Long-term carbon uptake of agro-ecosystems in the Midwest

Dold C., Buyukcangaz H., Rondinelli W., Prueger J. H., Sauer T. J., Hatfield J. L.

AGRICULTURAL AND FOREST METEOROLOGY, vol.232, pp.128-140, 2017 (SCI-Expanded) identifier identifier


The Midwest is one of the most important production areas for corn and soybean worldwide, but also comprises remnants of natural tallgrass prairie vegetation. Future predictions suggest that corn (Zea mays L.) and soybean (Glycine max (L.) Merr.) production in the Midwest may be limited by precipitation and temperature due to climate change. Cross-biome long-term studies in situ are needed to understand carbon assimilation and impact of climate change on the entire region. In this study, we investigated the differences of gross primary production (GPP) and net ecosystem production (NEP) among typical (agro-) ecosystems of corn, soybean and tallgrass prairie from eddy flux stations from 2006 to 2015 under contrasting weather conditions. Corn had the highest annual GPP and NEP with 1305 and 327 g Cm-2 yr(-1), while soybean had significantly lower GPP and NEP with 630 and 34 g Cm-2, excluding additional carbon loss by yield. Corn and soybean NEP was linear related (p < 0.05) to leaf area index (LAI), height or phenological stage, confirming the strong link between plant growth and ecosystem carbon balance. Tallgrass prairie had average values of GPP and NEP of 916 and 61 g Cm-2 yr(-1), excluding loss of carbon by annual burning. Thus, prairie GPP and NEP were significantly lower than corn, but significantly higher than soybean. Probably the long fallow period on cropland, which enhanced heterotrophic respiration, and the low carbon assimilation of soybean reduced its overall carbon balance. In total, the corn-soybean agroecosystem acted as a carbon source due to carbon loss by yield removal.

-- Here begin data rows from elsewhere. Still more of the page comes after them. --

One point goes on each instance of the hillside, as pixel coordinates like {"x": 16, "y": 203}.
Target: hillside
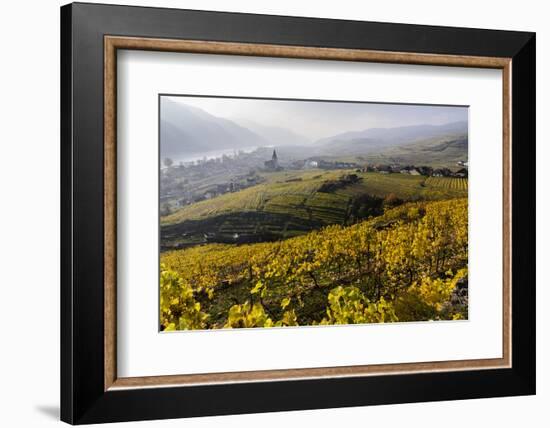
{"x": 409, "y": 264}
{"x": 186, "y": 130}
{"x": 294, "y": 202}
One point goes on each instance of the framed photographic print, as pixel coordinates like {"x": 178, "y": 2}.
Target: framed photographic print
{"x": 265, "y": 213}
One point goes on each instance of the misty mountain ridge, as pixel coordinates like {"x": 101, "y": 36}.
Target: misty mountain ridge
{"x": 188, "y": 130}
{"x": 356, "y": 142}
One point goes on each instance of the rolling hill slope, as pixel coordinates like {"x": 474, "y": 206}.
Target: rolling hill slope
{"x": 292, "y": 203}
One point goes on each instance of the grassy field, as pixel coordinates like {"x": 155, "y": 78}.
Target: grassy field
{"x": 403, "y": 265}
{"x": 290, "y": 203}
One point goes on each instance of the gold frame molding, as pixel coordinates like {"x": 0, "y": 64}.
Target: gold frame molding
{"x": 113, "y": 43}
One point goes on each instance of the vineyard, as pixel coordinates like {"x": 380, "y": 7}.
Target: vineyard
{"x": 408, "y": 264}
{"x": 450, "y": 183}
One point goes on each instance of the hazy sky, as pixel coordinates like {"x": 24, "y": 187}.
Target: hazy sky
{"x": 314, "y": 119}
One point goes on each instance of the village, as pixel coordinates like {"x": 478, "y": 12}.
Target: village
{"x": 185, "y": 184}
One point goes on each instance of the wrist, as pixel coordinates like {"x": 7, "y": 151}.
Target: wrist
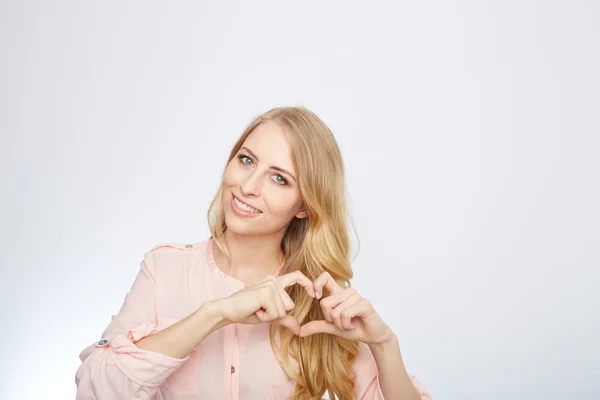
{"x": 211, "y": 316}
{"x": 389, "y": 343}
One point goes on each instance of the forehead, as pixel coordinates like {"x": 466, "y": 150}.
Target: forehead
{"x": 269, "y": 142}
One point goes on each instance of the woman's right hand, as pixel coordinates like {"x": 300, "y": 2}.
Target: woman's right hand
{"x": 265, "y": 302}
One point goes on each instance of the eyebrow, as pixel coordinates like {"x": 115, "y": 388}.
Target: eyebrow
{"x": 272, "y": 166}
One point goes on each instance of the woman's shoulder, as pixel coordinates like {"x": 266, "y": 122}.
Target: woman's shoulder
{"x": 175, "y": 252}
{"x": 174, "y": 247}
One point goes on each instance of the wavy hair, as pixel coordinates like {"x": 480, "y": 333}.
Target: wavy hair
{"x": 320, "y": 363}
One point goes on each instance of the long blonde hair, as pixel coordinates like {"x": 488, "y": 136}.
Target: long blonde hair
{"x": 317, "y": 243}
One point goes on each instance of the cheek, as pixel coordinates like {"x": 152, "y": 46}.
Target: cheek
{"x": 282, "y": 202}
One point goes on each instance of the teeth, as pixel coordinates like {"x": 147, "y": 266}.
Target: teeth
{"x": 244, "y": 206}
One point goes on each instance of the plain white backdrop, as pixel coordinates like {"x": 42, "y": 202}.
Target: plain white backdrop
{"x": 470, "y": 131}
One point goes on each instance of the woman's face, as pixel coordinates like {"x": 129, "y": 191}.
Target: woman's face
{"x": 260, "y": 192}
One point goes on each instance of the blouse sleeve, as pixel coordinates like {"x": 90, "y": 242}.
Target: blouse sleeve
{"x": 367, "y": 380}
{"x": 114, "y": 367}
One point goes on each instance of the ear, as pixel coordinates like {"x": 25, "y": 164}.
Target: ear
{"x": 302, "y": 214}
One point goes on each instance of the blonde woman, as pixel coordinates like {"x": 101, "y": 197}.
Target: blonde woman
{"x": 263, "y": 309}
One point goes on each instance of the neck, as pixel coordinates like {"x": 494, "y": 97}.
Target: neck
{"x": 251, "y": 257}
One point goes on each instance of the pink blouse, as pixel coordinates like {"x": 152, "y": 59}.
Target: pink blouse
{"x": 235, "y": 362}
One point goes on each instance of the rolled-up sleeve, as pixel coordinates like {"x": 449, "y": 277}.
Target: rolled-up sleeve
{"x": 114, "y": 367}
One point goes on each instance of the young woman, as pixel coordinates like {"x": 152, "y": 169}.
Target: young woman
{"x": 263, "y": 309}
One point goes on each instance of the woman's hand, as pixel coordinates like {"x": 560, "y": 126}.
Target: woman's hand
{"x": 266, "y": 301}
{"x": 347, "y": 315}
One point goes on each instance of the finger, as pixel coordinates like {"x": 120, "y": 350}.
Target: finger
{"x": 330, "y": 302}
{"x": 314, "y": 327}
{"x": 338, "y": 298}
{"x": 297, "y": 278}
{"x": 289, "y": 322}
{"x": 336, "y": 314}
{"x": 288, "y": 303}
{"x": 360, "y": 309}
{"x": 325, "y": 280}
{"x": 346, "y": 313}
{"x": 270, "y": 303}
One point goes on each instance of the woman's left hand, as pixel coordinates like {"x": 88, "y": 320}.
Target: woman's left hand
{"x": 347, "y": 314}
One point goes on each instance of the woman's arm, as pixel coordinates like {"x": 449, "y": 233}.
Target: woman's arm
{"x": 181, "y": 338}
{"x": 393, "y": 378}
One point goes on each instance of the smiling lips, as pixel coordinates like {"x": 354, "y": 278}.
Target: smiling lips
{"x": 243, "y": 209}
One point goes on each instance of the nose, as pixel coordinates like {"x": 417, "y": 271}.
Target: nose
{"x": 251, "y": 186}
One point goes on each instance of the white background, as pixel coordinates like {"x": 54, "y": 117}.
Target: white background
{"x": 470, "y": 131}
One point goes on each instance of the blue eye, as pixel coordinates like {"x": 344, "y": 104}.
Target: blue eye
{"x": 245, "y": 159}
{"x": 280, "y": 180}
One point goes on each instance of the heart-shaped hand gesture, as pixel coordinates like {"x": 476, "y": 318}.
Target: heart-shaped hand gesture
{"x": 347, "y": 314}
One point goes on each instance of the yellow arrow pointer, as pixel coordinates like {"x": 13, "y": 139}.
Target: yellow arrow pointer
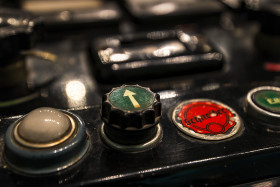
{"x": 132, "y": 99}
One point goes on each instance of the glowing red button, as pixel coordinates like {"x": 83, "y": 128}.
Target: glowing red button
{"x": 206, "y": 119}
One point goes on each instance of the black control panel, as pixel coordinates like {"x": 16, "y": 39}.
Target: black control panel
{"x": 139, "y": 93}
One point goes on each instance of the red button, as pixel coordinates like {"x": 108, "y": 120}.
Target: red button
{"x": 206, "y": 119}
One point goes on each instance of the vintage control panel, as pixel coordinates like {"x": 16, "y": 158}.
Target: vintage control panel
{"x": 139, "y": 93}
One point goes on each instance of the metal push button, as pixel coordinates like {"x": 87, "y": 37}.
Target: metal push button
{"x": 263, "y": 104}
{"x": 206, "y": 119}
{"x": 45, "y": 141}
{"x": 44, "y": 127}
{"x": 131, "y": 116}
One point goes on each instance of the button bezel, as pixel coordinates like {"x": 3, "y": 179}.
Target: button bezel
{"x": 177, "y": 121}
{"x": 24, "y": 142}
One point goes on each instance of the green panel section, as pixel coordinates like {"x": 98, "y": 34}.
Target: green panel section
{"x": 131, "y": 98}
{"x": 268, "y": 100}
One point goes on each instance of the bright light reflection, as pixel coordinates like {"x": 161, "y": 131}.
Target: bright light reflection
{"x": 75, "y": 90}
{"x": 163, "y": 8}
{"x": 119, "y": 57}
{"x": 167, "y": 94}
{"x": 168, "y": 50}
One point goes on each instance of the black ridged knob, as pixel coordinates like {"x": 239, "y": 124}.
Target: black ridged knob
{"x": 130, "y": 114}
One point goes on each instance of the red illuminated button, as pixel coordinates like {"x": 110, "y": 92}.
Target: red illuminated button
{"x": 206, "y": 119}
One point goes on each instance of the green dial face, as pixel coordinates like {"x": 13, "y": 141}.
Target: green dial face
{"x": 268, "y": 100}
{"x": 131, "y": 98}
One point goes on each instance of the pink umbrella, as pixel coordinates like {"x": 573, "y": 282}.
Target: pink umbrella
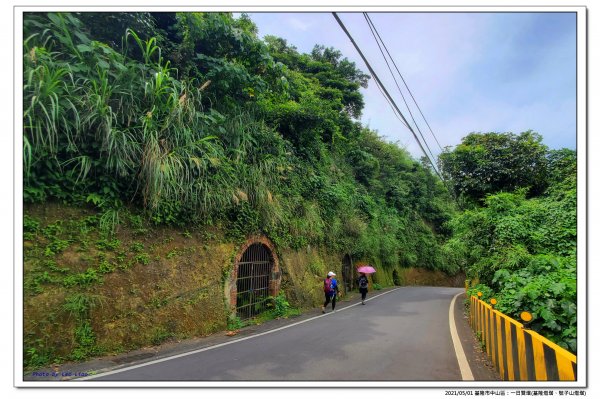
{"x": 367, "y": 269}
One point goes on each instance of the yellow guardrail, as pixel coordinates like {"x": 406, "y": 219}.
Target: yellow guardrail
{"x": 518, "y": 353}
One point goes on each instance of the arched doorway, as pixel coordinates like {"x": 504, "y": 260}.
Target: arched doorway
{"x": 256, "y": 277}
{"x": 348, "y": 273}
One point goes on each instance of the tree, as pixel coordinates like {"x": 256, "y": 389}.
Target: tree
{"x": 488, "y": 163}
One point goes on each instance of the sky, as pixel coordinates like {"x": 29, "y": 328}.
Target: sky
{"x": 469, "y": 72}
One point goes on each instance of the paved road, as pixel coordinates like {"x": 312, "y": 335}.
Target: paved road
{"x": 403, "y": 334}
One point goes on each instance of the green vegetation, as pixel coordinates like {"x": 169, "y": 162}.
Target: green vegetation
{"x": 520, "y": 244}
{"x": 150, "y": 113}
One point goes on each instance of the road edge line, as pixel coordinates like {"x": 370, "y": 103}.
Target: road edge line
{"x": 167, "y": 358}
{"x": 463, "y": 364}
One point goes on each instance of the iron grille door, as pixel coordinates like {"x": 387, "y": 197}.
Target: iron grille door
{"x": 254, "y": 275}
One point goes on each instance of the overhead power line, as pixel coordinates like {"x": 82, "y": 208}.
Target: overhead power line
{"x": 387, "y": 94}
{"x": 378, "y": 40}
{"x": 404, "y": 81}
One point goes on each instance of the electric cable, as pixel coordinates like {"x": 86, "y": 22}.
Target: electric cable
{"x": 373, "y": 30}
{"x": 339, "y": 21}
{"x": 408, "y": 88}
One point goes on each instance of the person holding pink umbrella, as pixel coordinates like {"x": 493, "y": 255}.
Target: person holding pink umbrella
{"x": 363, "y": 286}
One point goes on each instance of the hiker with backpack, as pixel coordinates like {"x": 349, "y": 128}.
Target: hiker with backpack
{"x": 363, "y": 286}
{"x": 330, "y": 288}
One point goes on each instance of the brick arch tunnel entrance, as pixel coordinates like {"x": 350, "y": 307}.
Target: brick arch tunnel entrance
{"x": 256, "y": 277}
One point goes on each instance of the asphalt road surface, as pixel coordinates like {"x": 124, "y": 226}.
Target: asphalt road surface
{"x": 400, "y": 335}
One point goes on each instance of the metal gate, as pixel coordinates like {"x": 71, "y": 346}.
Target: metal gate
{"x": 347, "y": 273}
{"x": 253, "y": 278}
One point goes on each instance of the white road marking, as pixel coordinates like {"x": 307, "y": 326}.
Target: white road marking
{"x": 465, "y": 369}
{"x": 165, "y": 359}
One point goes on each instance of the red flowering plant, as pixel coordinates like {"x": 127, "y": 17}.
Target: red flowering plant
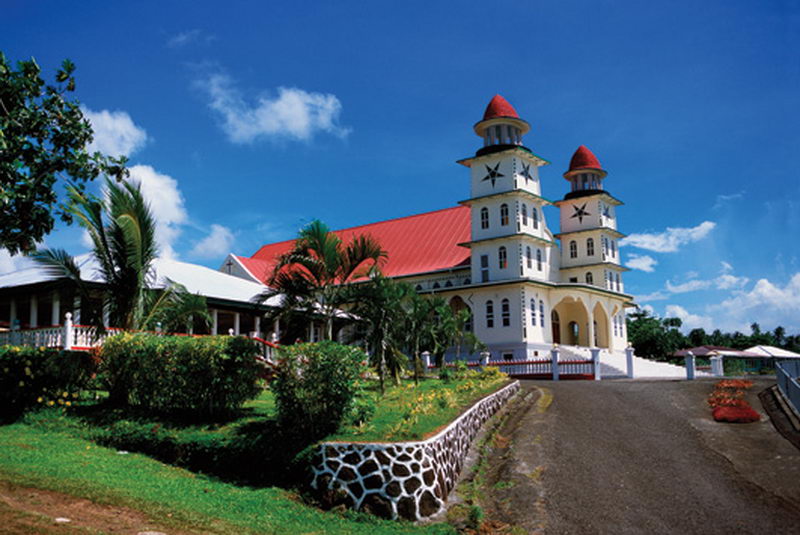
{"x": 728, "y": 404}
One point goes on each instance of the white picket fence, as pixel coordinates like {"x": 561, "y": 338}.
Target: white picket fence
{"x": 85, "y": 337}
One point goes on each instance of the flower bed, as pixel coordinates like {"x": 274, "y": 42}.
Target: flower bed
{"x": 728, "y": 404}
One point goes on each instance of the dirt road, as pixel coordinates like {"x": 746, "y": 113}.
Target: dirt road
{"x": 641, "y": 457}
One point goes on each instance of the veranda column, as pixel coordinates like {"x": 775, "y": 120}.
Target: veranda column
{"x": 690, "y": 365}
{"x": 55, "y": 311}
{"x": 33, "y": 317}
{"x": 554, "y": 362}
{"x": 629, "y": 361}
{"x": 12, "y": 312}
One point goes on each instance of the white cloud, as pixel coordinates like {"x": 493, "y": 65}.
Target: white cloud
{"x": 690, "y": 321}
{"x": 767, "y": 303}
{"x": 189, "y": 36}
{"x": 671, "y": 239}
{"x": 722, "y": 200}
{"x": 689, "y": 286}
{"x": 217, "y": 243}
{"x": 166, "y": 203}
{"x": 641, "y": 262}
{"x": 294, "y": 113}
{"x": 726, "y": 281}
{"x": 115, "y": 133}
{"x": 9, "y": 263}
{"x": 655, "y": 296}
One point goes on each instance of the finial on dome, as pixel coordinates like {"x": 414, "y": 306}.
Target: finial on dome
{"x": 499, "y": 107}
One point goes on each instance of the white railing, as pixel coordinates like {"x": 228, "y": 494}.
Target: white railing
{"x": 788, "y": 375}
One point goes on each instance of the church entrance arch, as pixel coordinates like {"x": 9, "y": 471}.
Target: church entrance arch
{"x": 573, "y": 327}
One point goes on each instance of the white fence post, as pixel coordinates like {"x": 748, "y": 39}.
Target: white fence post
{"x": 596, "y": 362}
{"x": 69, "y": 334}
{"x": 485, "y": 358}
{"x": 629, "y": 361}
{"x": 716, "y": 366}
{"x": 426, "y": 360}
{"x": 554, "y": 362}
{"x": 690, "y": 366}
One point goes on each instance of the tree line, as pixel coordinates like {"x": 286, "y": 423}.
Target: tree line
{"x": 657, "y": 338}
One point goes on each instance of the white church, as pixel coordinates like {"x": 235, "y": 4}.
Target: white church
{"x": 526, "y": 287}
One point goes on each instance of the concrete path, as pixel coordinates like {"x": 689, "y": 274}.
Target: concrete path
{"x": 642, "y": 457}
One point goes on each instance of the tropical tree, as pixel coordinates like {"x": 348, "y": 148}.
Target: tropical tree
{"x": 312, "y": 277}
{"x": 380, "y": 306}
{"x": 43, "y": 142}
{"x": 122, "y": 230}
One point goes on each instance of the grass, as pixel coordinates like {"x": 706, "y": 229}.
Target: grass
{"x": 55, "y": 460}
{"x": 414, "y": 412}
{"x": 53, "y": 450}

Values for GPP and NEP were reflected in inherent water use efficiency (IWUE*) and light use efficiency (LUE) among the agroecosystems. In addition, IWUE*, LUE or GPP of crops and tallgrass prairie were linearly related (p < 0.05) to precipitation, volumetric soil water content (VWC) and maximum air temperature. Air temperature increased IWUE* in both, cropland and prairie vegetation. However, rainfall and VWC affected crops and prairie vegetation differently: while excessive rainfall and VWC reduced GPP or IWUE* in cropland, prairie vegetation GPP and LUE were adversely affected by reduced VWC or precipitation. Future measures of climate change adaption should consider the contrasting effects of precipitation and VWC among the different agro-ecosystems in the Midwestern USA. (C) 2016 Elsevier B.V. All rights reserved.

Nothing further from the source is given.